Book Review: Spacecraft Films Apollo DVD Sets

DVD Review:

Category: Non-Fiction
Reviewed by: Robert Z. Pearlman
Reprinted from Ad Astra Summer 2007
Title: Spacecraft Films Apollo DVD Sets
Author: Spacecraft Films/NASA
Out of print: See below for Amazon links to few remaining
Format: DVD (11 sets – see list below)
Publisher: Spacecraft Films
Date: 2003-2006

It feels just like it was yesterday: sitting on the carpet before the television set, legs crossed, watching the black-and-white images of two spacesuited men hop up and down on the lunar surface.

Oh wait, it was yesterday.

While millions of Americans—in fact, perhaps billions of people worldwide—shared the experience of watching live the first lunar landings between the years of 1969 and 1972, I was not among them. Born four years too late, my experience—and by current statistics, that of nearly a majority of Americans living today—of NASA’s Apollo Moon program has been limited to VHS tapes, TV reruns and the occasional Hollywood production. That is, until now.

Thanks to the efforts of a North Carolina company, the complete, unabridged and newly digitally restored film taken by 12 Americans as they walked on the Moon (and 12 more who orbited it) is now available on DVD. The aptly named Spacecraft Films has been releasing titles for several years now, but it was only recently that they completed the Apollo program—flights Apollo 7 through Apollo 17—with the introduction of a revised and expanded set for Apollo 14, one of their first releases.

The end result is the ability for my generation and generations to come to witness mankind’s greatest adventure as was never possible before: back to back, in one monster marathon lasting nearly four days, chronicling every hour spent outside on the surface of the Moon. And that’s not including the time spent inside the lunar module, flying to or from the Moon, launching or landing on Earth, press conferences and the five entire missions that never landed, most or all of which is now available for our viewing pleasure.

Mark Gray, Spacecraft Films’ founder, has spent nearly as many hours (if not many, many more) unearthing the original footage from within NASA and national archives. You may have read in the news recently of NASA’s “missing” its original Apollo tapes—no, they are not under Gray’s bed—but if there is footage to be found, Gray has either located it or is on its trail. His DVD sets have discovered film previously forgotten by the public and in restoring it, he has ensured the majority of video documenting our first small steps and giant leaps will never go lost. (Indeed, Gray has been donating copies of his restored work back to the archives for researchers to utilize.)

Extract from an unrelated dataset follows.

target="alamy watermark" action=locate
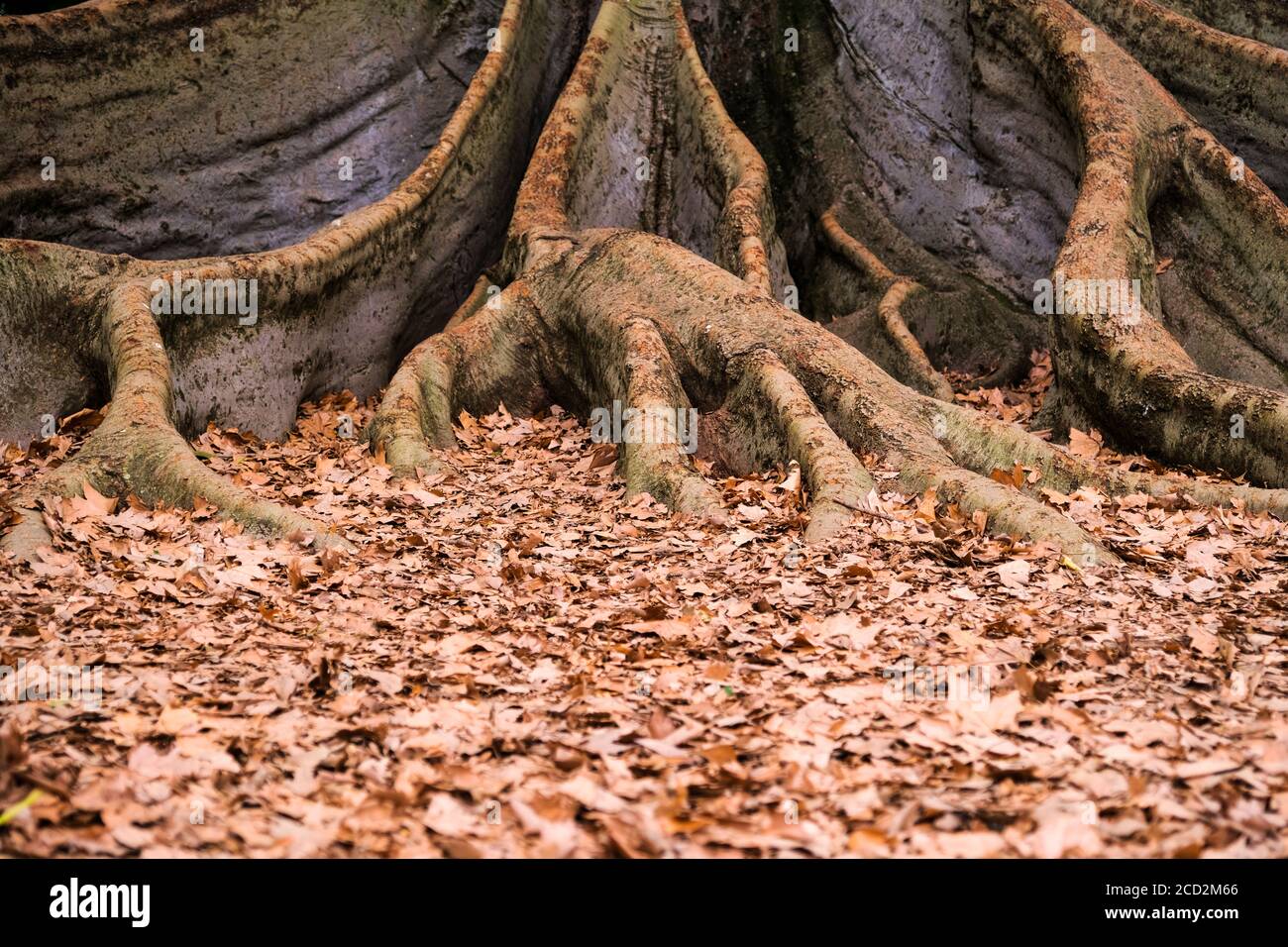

Spacecraft Films’ Apollo sets range from including two to six discs, depending on the mission and how much material was available. Each title has from three hours to over a day’s worth of video, organized into chapters and presented chronologically. The sets also include an original narrated documentary produced by Gray to provide those unfamiliar with the missions’ histories a comprehensive and engaging introduction before delving into the uncut footage.

There are also “extras” (as bonus features on DVDs have come to be labeled). Watching a Saturn V rocket launch from one angle can be exciting; witnessing it slowly lumber off the pad from more than a dozen time-synchronized views is as close as you come to engineer porn.

Where only audio was available for a particular milestone moment, Gray has dropped in the still imagery taken by astronauts with Hasselblad cameras in what surmounts to the most surreal vacation slide show ever produced. The photo also has the added effect of placing the now famous photographs into the context of a mission timeline. Many know of whom and where the images were taken, but do you know when? (This became particularly useful for Apollo 12, which had television camera problems soon after landing and as such relies heavily on still and training imagery to reconstruct Charles Conrad’s and Alan Bean’s Moonwalk.)

But bonuses aside, the heart of the material is watching what captivated the hearts and minds of the world 40 years ago: the slow-motion dance of bulky white spacesuits as they skipped, hopped and even drove across our nearest neighbor in the sky. From Apollo 11’s historic touchdown at Tranquility Base to Apollo 17’s final liftoff from Taurus Littrow, Spacecraft Films’ DVDs capture our future by showing our past. It’s not by any accident that the company’s sets have been bought and watched by many NASA engineers planning for our return to the Moon in the next decade or so.

For me, though, and I suspect for many of my peers, Spacecraft Films has provided the opportunity to step into our parents’ childhood shoes and spend many a night mesmerized as the men walk on the Moon, just as if it were yesterday.